Saturday, December 03, 2005

in retrospect. on in retrospect.

it's going to be a rough week ahead. but it will not stop me from trying my best to enjoy it. :)

as i've mentioned previously, the past few weeks have been a mad rush of activities and deadlines. it could have possibly contributed to my taking ill. but who is to really know for we can only assume. and then create hypotheses that point to my lack of sleep, irregular eating habits, overcommitment etc.

the other day we had to take the class pictures. Grace came up with the idea that we shall all personalize our names on white paper and hold that sheet of paper like a big name tag when we get our shots taken.

i wrote my nickname ( Quite obviously. since i don't exactly like how formal it sounds when people say my name.) and added "- PHOBiC- at the bottom of it. the FT pointed out, quite clearly how minute the word was. that it'd be hardly legible when it comes out on print.

however, it was unimportant how large is was. the word, in its entirety, captured the essence of the moment.

the fear of being overly commited. the fear of being everywhere ( the 'TVM' concept). the fear of falling from grace. the fear of losing control. the fear of...

and i have the big name tag stuck on my wall now. there's a post- it on my desk that reads : Say 'yes' to opportunities. Say 'no' to unnecessaries.

reminding me not to overcommit myself. that i should take the advise of those who have bothered to dispense any. to learn to delegate. to learn to let go. to learn when to say no. to learn to not overcommit...

but there's always the opportunity to lapse into momentary loss of will. where opportunities present themselves. on a Platinum platter. and any person would have lunged for it.

indeed, i've decided eventually to postpone doing the pet project with Tim and Drew. but i've got myself into something else. which could possibly be of great benefit to me in future.

it seems quite surreal now. that i could be quite lucky to be recommended. but it may come and haunt me someday.

i don't know when that day will come. and i hope it won't. so at least i can continue holding onto the specks of believe that people have in me. for as long as it can go on for.

Friday, December 02, 2005

down.

and the viruses have won this time. taking down my immunity levels stone by stone. dislodging the fortress.

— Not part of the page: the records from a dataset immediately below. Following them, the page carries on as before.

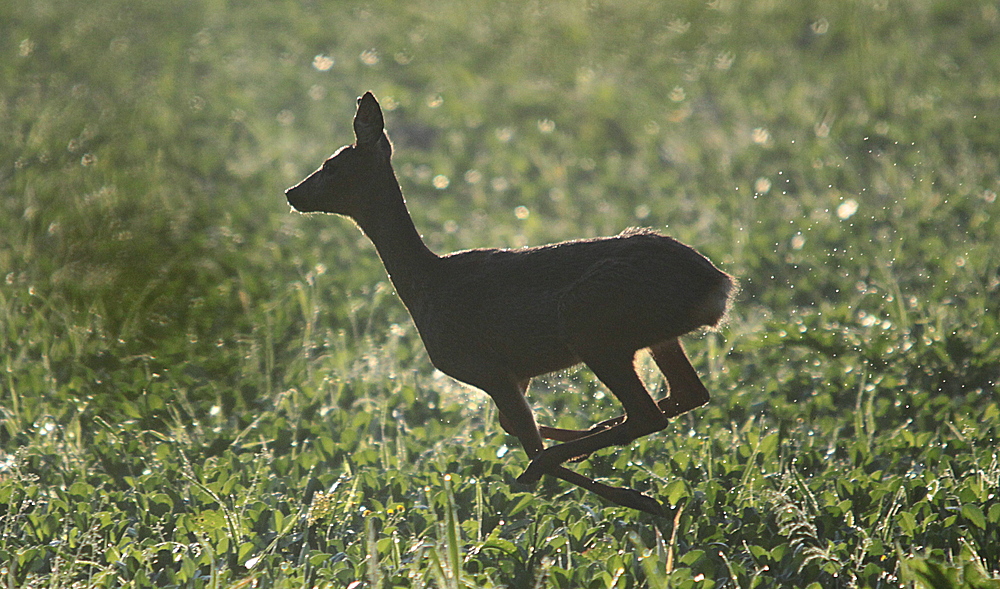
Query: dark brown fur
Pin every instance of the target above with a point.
(495, 318)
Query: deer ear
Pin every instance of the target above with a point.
(368, 123)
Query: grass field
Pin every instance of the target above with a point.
(202, 389)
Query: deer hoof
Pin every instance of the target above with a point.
(643, 503)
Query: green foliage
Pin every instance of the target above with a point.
(199, 389)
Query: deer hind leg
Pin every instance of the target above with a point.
(516, 419)
(686, 390)
(643, 416)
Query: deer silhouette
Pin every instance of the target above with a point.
(495, 318)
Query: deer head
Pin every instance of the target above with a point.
(345, 179)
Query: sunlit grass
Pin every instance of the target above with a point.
(200, 389)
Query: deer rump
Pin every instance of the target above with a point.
(536, 310)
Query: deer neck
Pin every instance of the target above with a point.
(406, 258)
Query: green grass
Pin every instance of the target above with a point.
(200, 389)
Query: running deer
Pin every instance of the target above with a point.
(495, 318)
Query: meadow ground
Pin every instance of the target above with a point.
(201, 389)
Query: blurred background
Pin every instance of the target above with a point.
(840, 158)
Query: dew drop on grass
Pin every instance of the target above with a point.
(322, 63)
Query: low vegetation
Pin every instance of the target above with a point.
(201, 389)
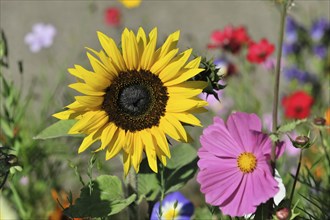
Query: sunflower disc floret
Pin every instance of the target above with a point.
(133, 98)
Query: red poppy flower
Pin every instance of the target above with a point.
(112, 16)
(297, 105)
(259, 52)
(230, 39)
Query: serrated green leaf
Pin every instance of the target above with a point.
(179, 170)
(5, 127)
(106, 198)
(290, 126)
(148, 186)
(58, 129)
(181, 155)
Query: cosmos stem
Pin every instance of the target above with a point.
(277, 82)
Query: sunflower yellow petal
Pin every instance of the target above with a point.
(181, 105)
(161, 156)
(107, 64)
(171, 71)
(150, 149)
(141, 40)
(111, 49)
(130, 50)
(127, 162)
(86, 89)
(169, 45)
(136, 157)
(160, 64)
(108, 133)
(148, 53)
(186, 118)
(161, 140)
(170, 129)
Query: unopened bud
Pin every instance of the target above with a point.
(283, 214)
(319, 121)
(301, 142)
(11, 159)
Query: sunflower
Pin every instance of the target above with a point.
(133, 98)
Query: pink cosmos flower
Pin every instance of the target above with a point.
(235, 173)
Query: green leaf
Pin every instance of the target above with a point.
(290, 126)
(58, 129)
(5, 127)
(181, 155)
(106, 198)
(148, 186)
(179, 170)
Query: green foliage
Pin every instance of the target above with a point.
(180, 169)
(58, 129)
(105, 199)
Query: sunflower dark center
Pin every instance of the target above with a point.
(135, 100)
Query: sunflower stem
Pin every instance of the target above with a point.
(162, 185)
(132, 188)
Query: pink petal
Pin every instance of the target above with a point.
(240, 125)
(217, 139)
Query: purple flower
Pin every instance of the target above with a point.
(41, 37)
(320, 51)
(291, 30)
(174, 206)
(319, 29)
(235, 173)
(293, 73)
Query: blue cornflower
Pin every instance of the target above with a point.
(320, 51)
(319, 28)
(174, 207)
(293, 73)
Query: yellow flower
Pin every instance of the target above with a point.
(130, 3)
(135, 97)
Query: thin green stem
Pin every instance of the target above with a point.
(295, 178)
(162, 190)
(18, 201)
(277, 83)
(324, 148)
(132, 188)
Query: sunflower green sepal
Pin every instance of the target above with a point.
(135, 97)
(211, 76)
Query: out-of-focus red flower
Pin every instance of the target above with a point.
(297, 105)
(259, 52)
(230, 39)
(112, 16)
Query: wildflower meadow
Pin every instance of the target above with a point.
(165, 110)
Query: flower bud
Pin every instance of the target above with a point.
(319, 121)
(301, 142)
(283, 214)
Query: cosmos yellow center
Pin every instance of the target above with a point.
(170, 214)
(246, 162)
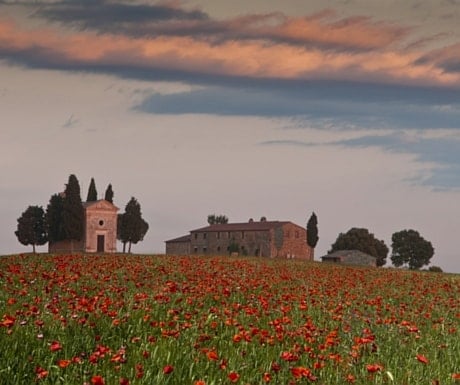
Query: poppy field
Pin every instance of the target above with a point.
(101, 319)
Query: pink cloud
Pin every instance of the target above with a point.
(379, 58)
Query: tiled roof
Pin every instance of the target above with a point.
(91, 203)
(184, 238)
(245, 226)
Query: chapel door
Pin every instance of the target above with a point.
(100, 243)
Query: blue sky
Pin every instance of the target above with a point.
(349, 109)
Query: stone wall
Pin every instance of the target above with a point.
(178, 248)
(294, 243)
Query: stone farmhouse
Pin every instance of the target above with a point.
(100, 234)
(350, 257)
(281, 239)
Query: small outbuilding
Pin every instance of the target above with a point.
(350, 257)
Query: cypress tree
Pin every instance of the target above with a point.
(109, 194)
(131, 227)
(73, 213)
(312, 231)
(54, 218)
(92, 192)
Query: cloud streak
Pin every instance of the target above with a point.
(440, 154)
(118, 36)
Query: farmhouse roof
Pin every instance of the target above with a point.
(184, 238)
(245, 226)
(344, 255)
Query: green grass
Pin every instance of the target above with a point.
(222, 321)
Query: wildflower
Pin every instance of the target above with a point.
(41, 373)
(64, 363)
(97, 380)
(55, 346)
(300, 371)
(350, 378)
(212, 355)
(372, 368)
(168, 369)
(421, 358)
(233, 376)
(267, 377)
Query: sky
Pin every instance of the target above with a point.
(346, 108)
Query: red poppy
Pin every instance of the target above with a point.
(55, 346)
(168, 369)
(372, 368)
(41, 373)
(212, 355)
(97, 380)
(233, 376)
(300, 371)
(64, 363)
(421, 358)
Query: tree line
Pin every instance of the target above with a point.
(409, 248)
(64, 218)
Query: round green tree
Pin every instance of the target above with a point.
(410, 249)
(31, 228)
(362, 240)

plaguing me with the flu, fever, cough and sore throat.

it just can't get any better.

Thursday, December 01, 2005

after a few weeks of mad rushing. a lot of sleepless nights pondering. even more sessions with anyone free to dispense some good advice. i have come to the point of making decisions on a couple of issues.

it is quite difficult to tell exactly where my decisions would take me. but i hope for the better.

and in awhile's time, the relevant people will have to be spoken to. which, right at this moment, is drenched with dread. not because of fear, but rather for having wasted their efforts, their time, their concern etc.

but it's exactly what needs to be done. somewhat like consolidation of companies you know? quite like it. quite like it.

just a little more time to farther think through before i open my gap, which could have been the greatest/ worst gift God has given to me- depending on whichever side of the coin you choose to look at.

and perhaps it is about time some form of divine intervention kicks in. to grab me by the neck and tell me to carry out my decisions. without letting me wriggle away like a little worm. and hide in the burrows, away from its eyes and hands.

in time. in time. i will tell. and time will tell.